Tokyo is a huge and often confusing city for travelers, but with these tips you needn't be daunted by the Japanese capital.
100 Yen shops are great value for money.
Tokyo has an incredibly efficient subway, but the 13 lines are run by two different companies, Toei Subways and Tokyo Metro, meaning a bewildering variety of day passes are available. A good bet is the Toei and Tokyo Metro One-Day Economy Pass, which costs ¥1,000 and gives you a day of unlimited travel on all subway lines. During rush-hour the subway becomes an unbearable crush. All social niceties go out the window in a free for all that's best avoided completely.
During the day traffic can be gridlocked, but in the evening, when traffic is lighter, taxis are reasonably alternative to the subway. Enter and exit taxis by the back left-hand door. Don't make the novice's error of trying to open or close the door -- your white-gloved driver will do that from the front seat. Ideally, have a map of your destination, or at least an address written in Japanese. Tipping is not expected.
Although Tokyo is ultra-modern, you may have to revert to carrying travelers' checks for the duration of your stay. Few ATMs accept foreign cards, although you should have more luck at post offices and branches of Citibank.
ATMs in busy areas stay open until 9 p.m. and most are closed at weekends, although Citibank has 24-hour ATMs. Credit cards are still not accepted as widely as you might expect, so travelers' checks are your best bet -- and make sure you're carrying cash if you're planning a night out away from the city center.
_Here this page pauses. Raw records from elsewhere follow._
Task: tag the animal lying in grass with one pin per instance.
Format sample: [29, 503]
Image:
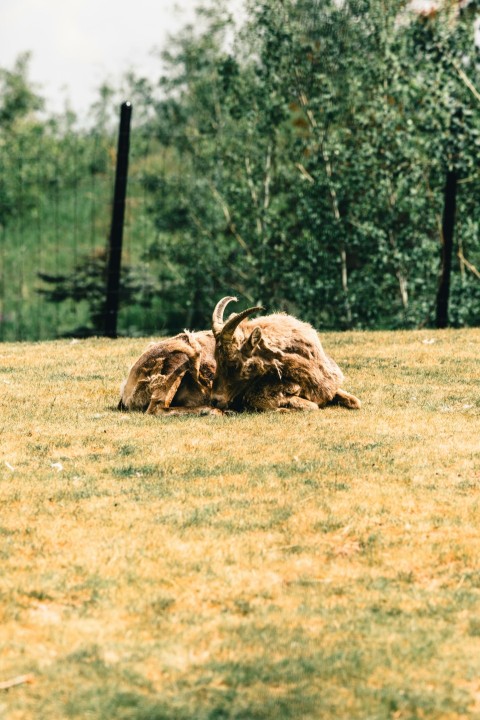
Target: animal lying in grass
[172, 376]
[274, 362]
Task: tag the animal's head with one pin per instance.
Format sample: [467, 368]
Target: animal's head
[241, 354]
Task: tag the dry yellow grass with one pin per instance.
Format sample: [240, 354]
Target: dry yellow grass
[322, 565]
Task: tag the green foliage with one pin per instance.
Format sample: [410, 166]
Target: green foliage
[298, 161]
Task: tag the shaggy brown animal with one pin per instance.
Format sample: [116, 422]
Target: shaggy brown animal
[172, 376]
[274, 362]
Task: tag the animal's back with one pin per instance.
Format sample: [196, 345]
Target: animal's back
[296, 337]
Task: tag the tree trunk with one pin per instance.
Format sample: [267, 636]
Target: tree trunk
[448, 226]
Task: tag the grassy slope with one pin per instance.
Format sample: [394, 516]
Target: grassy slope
[320, 565]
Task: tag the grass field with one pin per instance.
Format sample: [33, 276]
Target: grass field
[322, 565]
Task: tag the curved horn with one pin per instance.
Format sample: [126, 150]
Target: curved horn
[234, 321]
[224, 331]
[217, 318]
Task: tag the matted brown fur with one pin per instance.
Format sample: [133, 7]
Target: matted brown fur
[173, 375]
[275, 362]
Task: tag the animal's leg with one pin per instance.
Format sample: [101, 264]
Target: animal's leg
[203, 410]
[164, 388]
[347, 400]
[294, 402]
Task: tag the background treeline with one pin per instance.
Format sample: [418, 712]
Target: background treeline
[299, 161]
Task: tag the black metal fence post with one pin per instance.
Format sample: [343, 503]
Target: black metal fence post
[118, 216]
[448, 229]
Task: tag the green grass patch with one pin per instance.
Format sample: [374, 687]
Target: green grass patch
[317, 565]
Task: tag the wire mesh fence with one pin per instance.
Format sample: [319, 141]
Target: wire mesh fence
[55, 216]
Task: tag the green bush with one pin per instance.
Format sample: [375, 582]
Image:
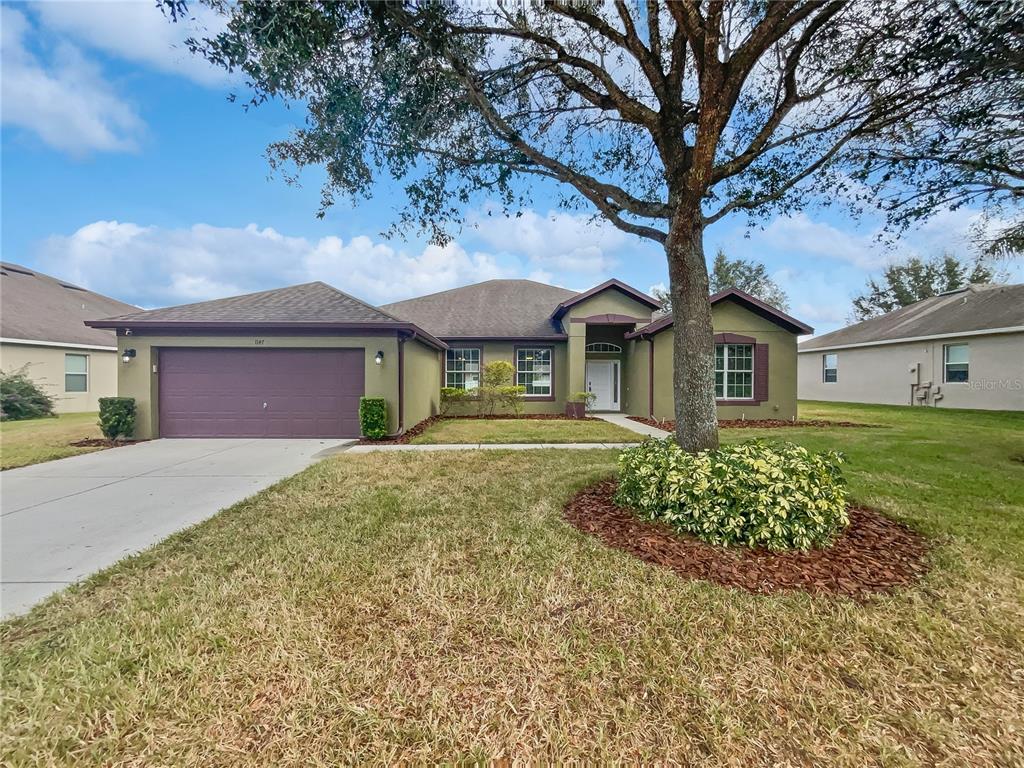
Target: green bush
[373, 417]
[759, 494]
[117, 417]
[20, 397]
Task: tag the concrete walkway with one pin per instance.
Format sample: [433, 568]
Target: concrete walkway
[66, 519]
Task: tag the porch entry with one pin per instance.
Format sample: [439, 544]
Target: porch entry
[602, 381]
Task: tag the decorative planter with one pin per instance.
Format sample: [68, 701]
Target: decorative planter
[576, 410]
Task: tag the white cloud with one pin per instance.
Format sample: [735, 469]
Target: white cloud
[62, 98]
[156, 266]
[138, 32]
[556, 241]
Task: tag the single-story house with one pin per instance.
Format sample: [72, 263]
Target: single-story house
[42, 331]
[962, 348]
[294, 361]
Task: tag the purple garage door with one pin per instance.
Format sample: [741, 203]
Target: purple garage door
[260, 392]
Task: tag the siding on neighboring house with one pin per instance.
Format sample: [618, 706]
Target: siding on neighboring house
[45, 366]
[888, 374]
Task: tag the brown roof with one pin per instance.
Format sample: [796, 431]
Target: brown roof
[496, 308]
[307, 305]
[37, 307]
[966, 310]
[757, 306]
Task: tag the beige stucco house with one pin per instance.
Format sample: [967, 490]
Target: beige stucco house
[42, 330]
[964, 348]
[294, 361]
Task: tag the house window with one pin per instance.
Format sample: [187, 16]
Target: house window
[603, 346]
[734, 372]
[829, 368]
[462, 369]
[76, 373]
[532, 370]
[956, 363]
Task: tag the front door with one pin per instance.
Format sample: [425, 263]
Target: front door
[602, 381]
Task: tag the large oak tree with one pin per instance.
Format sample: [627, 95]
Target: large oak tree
[663, 118]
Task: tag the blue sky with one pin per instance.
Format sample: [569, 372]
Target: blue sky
[126, 169]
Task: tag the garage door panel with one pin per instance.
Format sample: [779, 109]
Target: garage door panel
[220, 392]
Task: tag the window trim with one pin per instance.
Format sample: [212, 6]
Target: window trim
[515, 365]
[825, 369]
[945, 363]
[726, 398]
[86, 374]
[479, 374]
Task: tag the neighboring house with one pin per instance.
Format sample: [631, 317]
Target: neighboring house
[963, 348]
[42, 330]
[294, 361]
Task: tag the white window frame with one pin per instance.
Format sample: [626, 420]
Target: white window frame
[521, 373]
[76, 373]
[825, 368]
[450, 373]
[946, 364]
[727, 369]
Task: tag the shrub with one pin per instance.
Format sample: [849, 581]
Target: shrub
[451, 396]
[20, 397]
[759, 494]
[117, 417]
[373, 417]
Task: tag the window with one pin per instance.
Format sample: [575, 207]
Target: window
[76, 373]
[462, 369]
[532, 370]
[734, 372]
[957, 363]
[603, 346]
[829, 368]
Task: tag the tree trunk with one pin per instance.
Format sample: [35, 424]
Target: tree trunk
[693, 350]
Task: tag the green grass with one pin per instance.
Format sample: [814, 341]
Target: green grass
[37, 440]
[429, 607]
[456, 431]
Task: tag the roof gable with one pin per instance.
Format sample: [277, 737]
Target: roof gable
[971, 309]
[39, 307]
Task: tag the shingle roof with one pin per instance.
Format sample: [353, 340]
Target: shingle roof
[309, 302]
[969, 309]
[38, 307]
[496, 308]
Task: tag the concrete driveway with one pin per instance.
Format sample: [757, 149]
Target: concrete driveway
[67, 519]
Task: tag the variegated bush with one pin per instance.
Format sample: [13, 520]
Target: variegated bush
[773, 495]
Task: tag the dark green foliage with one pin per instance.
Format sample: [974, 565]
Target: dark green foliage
[373, 418]
[20, 397]
[916, 279]
[117, 417]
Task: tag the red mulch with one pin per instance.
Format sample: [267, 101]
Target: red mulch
[412, 432]
[872, 555]
[669, 424]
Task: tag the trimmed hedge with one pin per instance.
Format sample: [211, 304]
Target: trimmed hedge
[760, 494]
[117, 417]
[20, 397]
[373, 418]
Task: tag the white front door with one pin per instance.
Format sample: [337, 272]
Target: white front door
[602, 381]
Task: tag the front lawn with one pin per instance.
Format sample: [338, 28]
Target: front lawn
[491, 431]
[436, 606]
[36, 440]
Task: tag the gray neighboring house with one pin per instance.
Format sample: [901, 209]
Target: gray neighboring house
[963, 348]
[42, 330]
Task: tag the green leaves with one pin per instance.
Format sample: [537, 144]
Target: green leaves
[773, 495]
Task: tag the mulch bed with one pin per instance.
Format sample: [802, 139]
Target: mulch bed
[873, 555]
[669, 425]
[418, 429]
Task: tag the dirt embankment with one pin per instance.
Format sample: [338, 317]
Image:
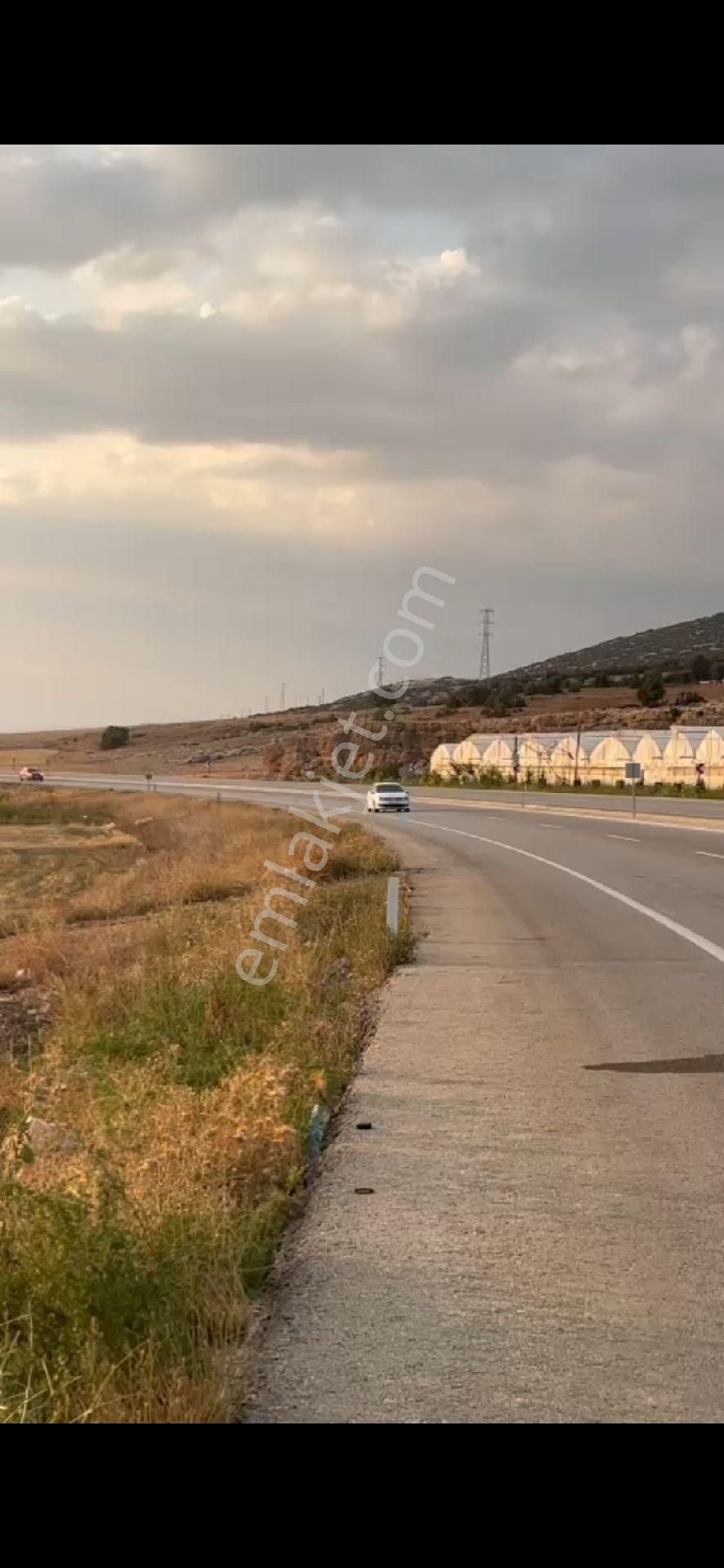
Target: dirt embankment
[286, 745]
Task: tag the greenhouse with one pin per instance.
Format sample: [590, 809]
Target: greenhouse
[601, 756]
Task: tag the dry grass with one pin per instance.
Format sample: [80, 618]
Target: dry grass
[154, 1145]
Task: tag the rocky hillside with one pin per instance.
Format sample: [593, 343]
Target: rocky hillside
[666, 648]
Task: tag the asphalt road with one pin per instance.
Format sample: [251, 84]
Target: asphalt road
[533, 1227]
[521, 800]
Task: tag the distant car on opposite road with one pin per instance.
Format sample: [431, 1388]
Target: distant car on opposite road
[388, 797]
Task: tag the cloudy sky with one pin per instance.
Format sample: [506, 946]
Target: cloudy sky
[245, 391]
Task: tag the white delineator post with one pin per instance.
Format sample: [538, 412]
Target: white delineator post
[393, 905]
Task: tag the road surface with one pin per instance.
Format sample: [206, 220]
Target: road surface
[533, 1227]
[521, 800]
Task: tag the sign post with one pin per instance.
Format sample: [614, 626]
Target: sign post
[633, 773]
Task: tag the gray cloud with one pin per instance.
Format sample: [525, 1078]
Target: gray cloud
[543, 403]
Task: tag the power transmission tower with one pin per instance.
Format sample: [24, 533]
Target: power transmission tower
[485, 634]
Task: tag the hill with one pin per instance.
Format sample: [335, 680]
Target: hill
[666, 648]
[589, 687]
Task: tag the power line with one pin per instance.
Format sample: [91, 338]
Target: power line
[485, 635]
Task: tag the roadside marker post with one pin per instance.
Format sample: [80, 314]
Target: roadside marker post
[633, 773]
[393, 905]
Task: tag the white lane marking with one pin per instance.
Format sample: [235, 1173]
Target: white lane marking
[611, 893]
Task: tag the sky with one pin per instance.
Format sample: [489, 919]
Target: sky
[247, 391]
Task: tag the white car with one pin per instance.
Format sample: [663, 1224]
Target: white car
[388, 797]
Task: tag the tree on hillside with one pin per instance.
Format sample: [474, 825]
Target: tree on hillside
[701, 666]
[115, 736]
[650, 688]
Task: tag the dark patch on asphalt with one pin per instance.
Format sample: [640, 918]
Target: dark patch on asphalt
[710, 1063]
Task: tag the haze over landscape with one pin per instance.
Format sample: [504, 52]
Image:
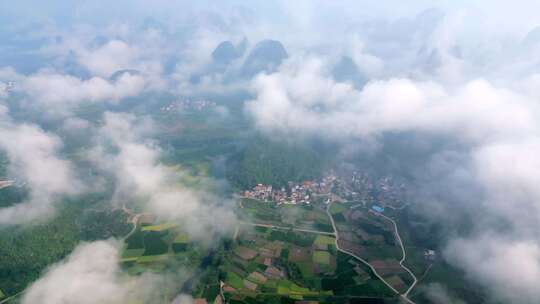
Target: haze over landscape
[269, 152]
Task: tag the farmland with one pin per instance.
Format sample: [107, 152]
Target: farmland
[268, 265]
[298, 216]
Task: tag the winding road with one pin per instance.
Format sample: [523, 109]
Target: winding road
[404, 295]
[404, 254]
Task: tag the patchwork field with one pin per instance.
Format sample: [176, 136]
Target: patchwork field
[268, 265]
[298, 216]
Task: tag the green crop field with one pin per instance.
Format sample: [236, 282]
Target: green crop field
[321, 257]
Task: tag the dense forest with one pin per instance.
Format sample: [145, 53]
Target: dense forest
[26, 251]
[268, 162]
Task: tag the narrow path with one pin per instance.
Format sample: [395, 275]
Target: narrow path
[288, 228]
[403, 296]
[11, 297]
[404, 254]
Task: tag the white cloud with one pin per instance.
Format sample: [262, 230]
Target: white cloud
[58, 90]
[301, 98]
[34, 158]
[140, 176]
[91, 274]
[498, 127]
[509, 268]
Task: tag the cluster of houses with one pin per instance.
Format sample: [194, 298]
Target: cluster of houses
[187, 104]
[7, 86]
[367, 190]
[294, 193]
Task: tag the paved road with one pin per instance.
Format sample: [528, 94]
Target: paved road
[404, 254]
[288, 228]
[403, 296]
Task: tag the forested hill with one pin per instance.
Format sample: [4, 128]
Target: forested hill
[276, 163]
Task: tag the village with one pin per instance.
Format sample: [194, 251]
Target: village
[187, 104]
[353, 186]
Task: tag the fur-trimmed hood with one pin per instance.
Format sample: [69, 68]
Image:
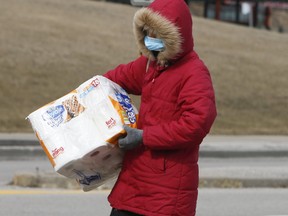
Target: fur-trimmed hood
[169, 20]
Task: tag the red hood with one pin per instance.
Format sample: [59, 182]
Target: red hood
[171, 21]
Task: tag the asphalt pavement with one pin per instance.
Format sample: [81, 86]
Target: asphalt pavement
[273, 149]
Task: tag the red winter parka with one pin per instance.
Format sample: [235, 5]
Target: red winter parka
[176, 112]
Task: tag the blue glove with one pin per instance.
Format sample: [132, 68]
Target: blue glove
[132, 140]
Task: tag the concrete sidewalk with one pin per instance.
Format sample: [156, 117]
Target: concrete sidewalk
[222, 147]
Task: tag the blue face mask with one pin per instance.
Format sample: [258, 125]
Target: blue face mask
[154, 44]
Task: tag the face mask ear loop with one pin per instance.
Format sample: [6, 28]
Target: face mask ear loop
[147, 65]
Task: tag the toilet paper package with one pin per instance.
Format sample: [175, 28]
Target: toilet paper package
[79, 131]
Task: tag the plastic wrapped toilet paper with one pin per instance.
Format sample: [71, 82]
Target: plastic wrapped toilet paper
[79, 131]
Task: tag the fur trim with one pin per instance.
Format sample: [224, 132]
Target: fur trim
[146, 20]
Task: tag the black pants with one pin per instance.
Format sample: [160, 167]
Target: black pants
[116, 212]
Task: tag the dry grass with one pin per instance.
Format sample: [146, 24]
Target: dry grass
[49, 47]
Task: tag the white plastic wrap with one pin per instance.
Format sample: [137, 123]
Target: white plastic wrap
[79, 131]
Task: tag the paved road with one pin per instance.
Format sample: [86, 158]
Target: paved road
[211, 202]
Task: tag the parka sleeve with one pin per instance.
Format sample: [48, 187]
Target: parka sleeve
[129, 76]
[198, 112]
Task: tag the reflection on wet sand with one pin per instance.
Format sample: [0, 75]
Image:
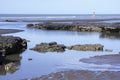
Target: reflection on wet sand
[10, 64]
[110, 35]
[81, 75]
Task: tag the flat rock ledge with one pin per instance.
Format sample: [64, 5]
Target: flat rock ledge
[11, 45]
[49, 47]
[86, 47]
[54, 47]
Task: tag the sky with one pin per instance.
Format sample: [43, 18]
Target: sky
[59, 6]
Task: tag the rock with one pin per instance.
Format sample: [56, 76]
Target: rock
[11, 67]
[49, 47]
[87, 47]
[11, 45]
[108, 50]
[29, 59]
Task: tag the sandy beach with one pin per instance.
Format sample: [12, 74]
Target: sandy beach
[8, 31]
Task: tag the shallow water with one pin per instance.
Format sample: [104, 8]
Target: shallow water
[44, 63]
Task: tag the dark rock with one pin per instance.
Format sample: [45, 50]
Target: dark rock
[87, 47]
[11, 67]
[11, 45]
[49, 47]
[84, 27]
[29, 59]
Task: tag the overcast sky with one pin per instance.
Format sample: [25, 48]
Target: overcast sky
[59, 6]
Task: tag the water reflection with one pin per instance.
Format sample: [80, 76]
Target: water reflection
[110, 35]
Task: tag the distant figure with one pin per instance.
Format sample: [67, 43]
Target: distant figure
[94, 14]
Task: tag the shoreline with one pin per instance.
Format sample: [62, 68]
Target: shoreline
[58, 20]
[8, 31]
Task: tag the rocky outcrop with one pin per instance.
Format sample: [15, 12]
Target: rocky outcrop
[87, 47]
[54, 47]
[83, 27]
[49, 47]
[11, 45]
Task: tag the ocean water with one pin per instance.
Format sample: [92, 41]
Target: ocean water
[58, 16]
[45, 63]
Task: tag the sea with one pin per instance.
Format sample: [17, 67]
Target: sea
[51, 62]
[59, 16]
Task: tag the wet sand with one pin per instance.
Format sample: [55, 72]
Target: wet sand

The best way to keep up with events and entertainment is with one of Tokyo's English language magazines. Metropolis and Tokyo Notice Board are two of the best -- and they're both free.
100 Yen shops
These bargain stores are hugely popular in Tokyo, selling everything from food to toiletries for ¥100 plus ¥5 tax -- about $1. They are also a great place to pick up an inexpensive, kitschy souvenir. Daiso 100-Yen Shop in Takeshita-dori (Village 107 Building, 1-19-24 Jingumae, Shibuya-ku) has four floors of cheap thrills.
As a foreigner, having a generally courteous demeanor will cover a multitude of sins, but there are a few rules you should try to remember:
- Never use your chopsticks to take food from someone else's and don't stick your chopsticks upright in your food when you've finished -- both of these denote funerary customs.
- If you're eating with other people, don't pour your own drink. Fill your neighbor's glass and wait for them to reciprocate.
- The Japanese don't pour sauces onto their rice. Leave any sauces in their serving dish and dip your food in lightly.
- It's a faux pas be seen eating in public -- especially on a train. And blowing your nose in public is an absolute no-no.